Andreesen Horowitz invests $350 million in Adam Neumann’s new real estate startup Flow
Remember WeWork, the embattled co-working giant that lost billions of investors’ money after raising a staggering $12.8 billion in funding over 14 rounds? In 2019, WeWork fired its CEO Adam Neumann, canceled its IPO, and laid off a quarter of its 12,500 employees. But not so fast. Adam Neumann is back again with his new venture.
Nearly three years after Adam Neumann was let go from WeWork following a failed attempt to take the company public, he now once again trying to run another billion-dollar real estate startup. It’s like WeWork but for apartments. And high-profile investors already pouring millions of dollars into Neumann’s new startup.
Andreessen Horowitz, the prominent venture capital firm known for its early investments in Airbnb and Twitter, has reportedly pumped about $350 million into Neumann’s newest venture, called Flow, according to The New York Times, citing unnamed sources briefed on the deal. The funding valued the new startup at more than $1 billion, according to the report.
Flow is “effectively a service that landlords can team up with for their properties, somewhat similar to the way an owner of a hotel might contract with a branded hotel chain to operate the property,” The New York Times reported.
In a blog post on Monday, Andreessen Horowitz cofounder and general partner Marc Andreessen also confirmed the investment, without disclosing financial details. Andreessen also explained his thinking for backing Flow, a residential real estate company, and Neumann despite the founder’s high-profile fall from grace at WeWork.
“Adam is a visionary leader who revolutionized the second largest asset class in the world — commercial real estate — by bringing community and brand to an industry in which neither existed before,” Andreessen said.
“Adam, and the story of WeWork, have been exhaustively chronicled, analyzed, and fictionalized — sometimes accurately. For all the energy put into covering the story, it’s often underappreciated that only one person has fundamentally redesigned the office experience and led a paradigm-changing global company in the process: Adam Neumann.”
It’s still unclear how Flow seeks to revolutionize the residential housing industry. The startup currently has a bare-bones website, with the slogan “Live life in flow” and two words stating it will launch in 2023.
Andreessen positioned the new company as a long-awaited solution to the nation’s “housing crisis.” He used a mix of jargon-filled terms — “community-driven, experience-centric service” — to explain how the new startup would “create a system where renters receive the benefits of owners.”
“We think it is natural that for his first venture since WeWork, Adam returns to the theme of connecting people through transforming their physical spaces and building communities where people spend the most time: their homes,” Andreessen wrote. “Residential real estate — the world’s largest asset class — is ready for exactly this change.”

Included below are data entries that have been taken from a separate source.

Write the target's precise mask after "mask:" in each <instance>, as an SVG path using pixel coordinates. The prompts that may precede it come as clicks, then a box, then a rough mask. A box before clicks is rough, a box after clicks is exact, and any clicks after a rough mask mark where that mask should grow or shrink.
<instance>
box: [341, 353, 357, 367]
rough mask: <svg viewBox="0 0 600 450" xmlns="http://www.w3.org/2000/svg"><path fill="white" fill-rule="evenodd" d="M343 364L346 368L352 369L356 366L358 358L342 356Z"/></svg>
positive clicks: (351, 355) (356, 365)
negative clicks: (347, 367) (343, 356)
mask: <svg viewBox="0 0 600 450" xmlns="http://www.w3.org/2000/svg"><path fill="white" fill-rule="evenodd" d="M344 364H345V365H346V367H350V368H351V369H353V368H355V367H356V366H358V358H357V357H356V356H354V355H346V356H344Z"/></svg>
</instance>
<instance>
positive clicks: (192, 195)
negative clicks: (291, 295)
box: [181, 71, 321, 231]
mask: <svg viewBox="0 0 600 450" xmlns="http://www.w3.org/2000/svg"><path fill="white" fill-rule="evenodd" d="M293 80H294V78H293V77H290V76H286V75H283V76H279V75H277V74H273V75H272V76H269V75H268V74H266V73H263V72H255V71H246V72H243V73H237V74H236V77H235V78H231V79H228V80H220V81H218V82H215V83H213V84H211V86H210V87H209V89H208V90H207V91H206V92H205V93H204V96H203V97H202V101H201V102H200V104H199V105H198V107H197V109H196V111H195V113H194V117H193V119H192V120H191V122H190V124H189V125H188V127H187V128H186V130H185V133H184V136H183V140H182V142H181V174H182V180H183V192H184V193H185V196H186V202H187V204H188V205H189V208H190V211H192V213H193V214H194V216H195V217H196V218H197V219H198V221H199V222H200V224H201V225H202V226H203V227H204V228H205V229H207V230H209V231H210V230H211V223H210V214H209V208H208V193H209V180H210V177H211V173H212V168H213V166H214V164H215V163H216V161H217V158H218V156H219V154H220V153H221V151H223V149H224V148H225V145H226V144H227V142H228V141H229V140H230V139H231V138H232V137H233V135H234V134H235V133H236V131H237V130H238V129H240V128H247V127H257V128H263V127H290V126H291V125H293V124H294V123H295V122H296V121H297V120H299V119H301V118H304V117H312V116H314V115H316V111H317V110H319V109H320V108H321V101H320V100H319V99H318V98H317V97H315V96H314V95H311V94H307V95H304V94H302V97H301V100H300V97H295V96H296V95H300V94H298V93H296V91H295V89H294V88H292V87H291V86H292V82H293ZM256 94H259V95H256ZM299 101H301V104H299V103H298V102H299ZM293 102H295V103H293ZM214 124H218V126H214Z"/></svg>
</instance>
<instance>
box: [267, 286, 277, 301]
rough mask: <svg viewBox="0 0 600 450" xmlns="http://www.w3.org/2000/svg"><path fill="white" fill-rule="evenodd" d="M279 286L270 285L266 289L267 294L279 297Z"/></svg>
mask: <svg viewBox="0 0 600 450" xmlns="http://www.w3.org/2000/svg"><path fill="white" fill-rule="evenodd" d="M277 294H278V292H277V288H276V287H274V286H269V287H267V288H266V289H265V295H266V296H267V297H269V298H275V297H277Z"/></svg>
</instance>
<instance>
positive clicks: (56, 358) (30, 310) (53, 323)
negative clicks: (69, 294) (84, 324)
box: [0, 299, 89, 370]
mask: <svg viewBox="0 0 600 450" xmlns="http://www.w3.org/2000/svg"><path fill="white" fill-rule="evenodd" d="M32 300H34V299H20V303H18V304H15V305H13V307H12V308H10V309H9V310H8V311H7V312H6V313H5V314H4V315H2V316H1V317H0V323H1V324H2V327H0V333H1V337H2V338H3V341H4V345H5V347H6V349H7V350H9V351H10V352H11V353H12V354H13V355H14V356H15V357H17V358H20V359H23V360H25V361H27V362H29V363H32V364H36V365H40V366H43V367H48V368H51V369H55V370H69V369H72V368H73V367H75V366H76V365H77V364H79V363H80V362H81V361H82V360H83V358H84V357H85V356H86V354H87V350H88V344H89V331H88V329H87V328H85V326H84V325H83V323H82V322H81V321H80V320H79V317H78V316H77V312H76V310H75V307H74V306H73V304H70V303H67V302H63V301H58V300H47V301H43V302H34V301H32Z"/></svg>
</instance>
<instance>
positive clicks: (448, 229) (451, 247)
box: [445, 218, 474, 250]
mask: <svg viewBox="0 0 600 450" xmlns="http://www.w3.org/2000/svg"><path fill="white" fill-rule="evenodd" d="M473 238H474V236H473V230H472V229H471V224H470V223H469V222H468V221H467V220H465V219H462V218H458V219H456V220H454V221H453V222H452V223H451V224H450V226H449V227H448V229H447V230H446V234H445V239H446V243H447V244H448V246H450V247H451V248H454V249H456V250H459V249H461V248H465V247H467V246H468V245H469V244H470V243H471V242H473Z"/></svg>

Under Neumann’s leadership, WeWork expanded from shared coworking spaces with elaborate perks to experimenting with gyms, a school, and housing. The last of those efforts, called WeLive, let customers rent a bed or private room in a coliving location, with common spaces available for yoga, ping-pong, and more.
Since its founding in 2010, WeWork raised a staggering $12.8 billion in funding over 14 rounds. In 2019, the startup formally withdrew the S-1 filing and postponed its IPO.